Another one: while the iPhone 4 sold 3 million phones in the first 23 days of its release, the Android is doing even better, selling 33,000 more phones than Apple each day.

Ladies and gentlemen, we are officially cracked out on technology. Big surprise, yes?

Come on, who could blame us? The allure of constantly having the ability to stay connected to our e-mail accounts, text conversations, saved Google searches and maps of the nearest delicious destinations is quite a heavy one. 

In an essay published in the New York Times on Friday, Gary Shteyngart gracefully took us through his journey of purchasing and becoming enamored with his “iTelephone.” But this journey ends somewhere quite lovely—in a cottage outside of his network, where he has the ability to sense his recent desensitization to the real world and remember the “analog” elements of his life that led him to becoming a writer. Upon opening a new (printed) novel he writes, “I begin to sense the world between the covers, much as I sense the world around me, a world corporeal and complete, a world that doesn’t need the press of my thumb, because here beneath the weeping willow tree my input is meaningless.”

What an eloquent way to remind humans that we are just that—humans. Not androids, not calculators, not even natural multitaskers, as Bob Herbert pointed out in his opinion piece that was also printed in the New York Times on Friday--(“Why is multitasking considered an admirable talent? We could just as easily think of it as a neurotic inability to concentrate for more than three seconds.”).

How much is just plain too much? Are we coming dangerously close to the tipping point of our technological prowess? How long can we expect to dominate technology without seriously acknowledging its legitimate hold on us? Bob Herbert made a similar point in his article: “The blessed wonders of technology are overwhelming us. We don’t control them; they control us.” 

How very true. When one has become accustomed to the GPS feature of their smartphone, what a ludicrous concept it becomes to look at a real map on real paper. “Why would I ever have one on me?” one might ask. The same can be said for voice-to-voice conversation. Now that we’ve all become so accustomed to the distant and comfortable dialogue of texting, will there be a time when paying for talk minutes is a thing of the past?

The thing is, as Herbert pointed out, these technological advances really are “blessed wonders.” They are mind-boggling in their convenience and constant progress. But now that these high, high, high-tech devices are becoming so commonplace among Americans, we should ask ourselves if we truly are cut out for this.

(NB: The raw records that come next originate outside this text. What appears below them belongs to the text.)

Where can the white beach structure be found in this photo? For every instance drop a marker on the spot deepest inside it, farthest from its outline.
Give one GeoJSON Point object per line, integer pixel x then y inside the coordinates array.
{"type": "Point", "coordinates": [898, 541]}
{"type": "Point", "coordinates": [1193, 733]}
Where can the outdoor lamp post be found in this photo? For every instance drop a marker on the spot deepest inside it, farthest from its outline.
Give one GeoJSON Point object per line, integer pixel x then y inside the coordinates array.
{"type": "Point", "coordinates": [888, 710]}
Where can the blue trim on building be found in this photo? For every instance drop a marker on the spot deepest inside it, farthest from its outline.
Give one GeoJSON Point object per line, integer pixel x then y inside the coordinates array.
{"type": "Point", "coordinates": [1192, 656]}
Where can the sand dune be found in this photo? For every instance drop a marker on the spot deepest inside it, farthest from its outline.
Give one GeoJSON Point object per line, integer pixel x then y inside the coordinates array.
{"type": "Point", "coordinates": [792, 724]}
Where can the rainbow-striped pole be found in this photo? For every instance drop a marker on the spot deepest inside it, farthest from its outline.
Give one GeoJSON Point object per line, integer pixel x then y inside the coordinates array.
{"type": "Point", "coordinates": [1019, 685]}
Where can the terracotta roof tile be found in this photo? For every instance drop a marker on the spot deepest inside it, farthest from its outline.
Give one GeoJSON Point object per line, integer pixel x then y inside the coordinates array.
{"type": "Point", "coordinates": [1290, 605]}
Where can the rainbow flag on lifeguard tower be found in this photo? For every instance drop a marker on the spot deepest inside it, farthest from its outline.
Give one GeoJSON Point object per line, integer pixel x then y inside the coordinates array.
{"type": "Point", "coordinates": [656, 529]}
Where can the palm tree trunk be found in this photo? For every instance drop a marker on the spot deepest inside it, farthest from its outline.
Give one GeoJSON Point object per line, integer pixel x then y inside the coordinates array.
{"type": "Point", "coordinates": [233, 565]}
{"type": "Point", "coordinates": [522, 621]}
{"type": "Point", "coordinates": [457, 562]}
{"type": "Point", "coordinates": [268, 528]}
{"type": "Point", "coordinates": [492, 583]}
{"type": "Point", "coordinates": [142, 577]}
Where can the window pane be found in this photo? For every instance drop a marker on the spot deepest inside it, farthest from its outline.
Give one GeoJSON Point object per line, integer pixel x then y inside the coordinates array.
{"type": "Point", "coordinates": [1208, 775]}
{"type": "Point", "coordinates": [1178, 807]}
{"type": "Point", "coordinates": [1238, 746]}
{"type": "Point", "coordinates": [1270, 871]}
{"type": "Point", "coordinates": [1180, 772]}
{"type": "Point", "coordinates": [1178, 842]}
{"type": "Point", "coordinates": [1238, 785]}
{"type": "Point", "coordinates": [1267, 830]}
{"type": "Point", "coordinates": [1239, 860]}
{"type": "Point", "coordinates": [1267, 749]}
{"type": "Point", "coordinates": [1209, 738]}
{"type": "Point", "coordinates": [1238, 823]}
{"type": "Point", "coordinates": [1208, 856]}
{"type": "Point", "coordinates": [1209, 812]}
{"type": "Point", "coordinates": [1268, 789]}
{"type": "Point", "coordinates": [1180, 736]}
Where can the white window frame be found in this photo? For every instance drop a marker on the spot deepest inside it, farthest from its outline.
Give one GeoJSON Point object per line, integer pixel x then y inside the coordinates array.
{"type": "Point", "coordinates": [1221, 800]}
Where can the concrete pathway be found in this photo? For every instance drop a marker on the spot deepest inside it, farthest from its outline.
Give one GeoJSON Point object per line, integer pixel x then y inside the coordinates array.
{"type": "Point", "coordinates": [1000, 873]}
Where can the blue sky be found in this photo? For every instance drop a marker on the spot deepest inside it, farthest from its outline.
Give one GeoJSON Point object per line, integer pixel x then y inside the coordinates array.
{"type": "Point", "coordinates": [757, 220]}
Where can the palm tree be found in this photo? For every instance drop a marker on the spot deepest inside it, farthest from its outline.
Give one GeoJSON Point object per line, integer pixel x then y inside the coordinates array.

It seems to me that along with constant connection comes a higher probability of a person’s early burn-out. Our desensitized practice of looking mostly at backlit screens during our days feels ripe for a build-up of some kind of real-world anxiety disorder. It feels dangerous to ignore our naturally sensitive souls. How many times can we read a terrifying article on a natural disaster, say “how sad,” and continue to multitask our hearts out at 100-mph pace before we finally need a break?

I think Shteyngart’s essay couldn’t have been written at a better time. The uneasiness we feel when stripped of an item as seemingly necessary as an iPhone or a laptop may be something we need to force ourselves to experience, if only to come out with the ability to see the clouds above our heads again, warning us—the natural way—that we can expect a little rain that day. That’s a connection that your 3G will simply never pick up.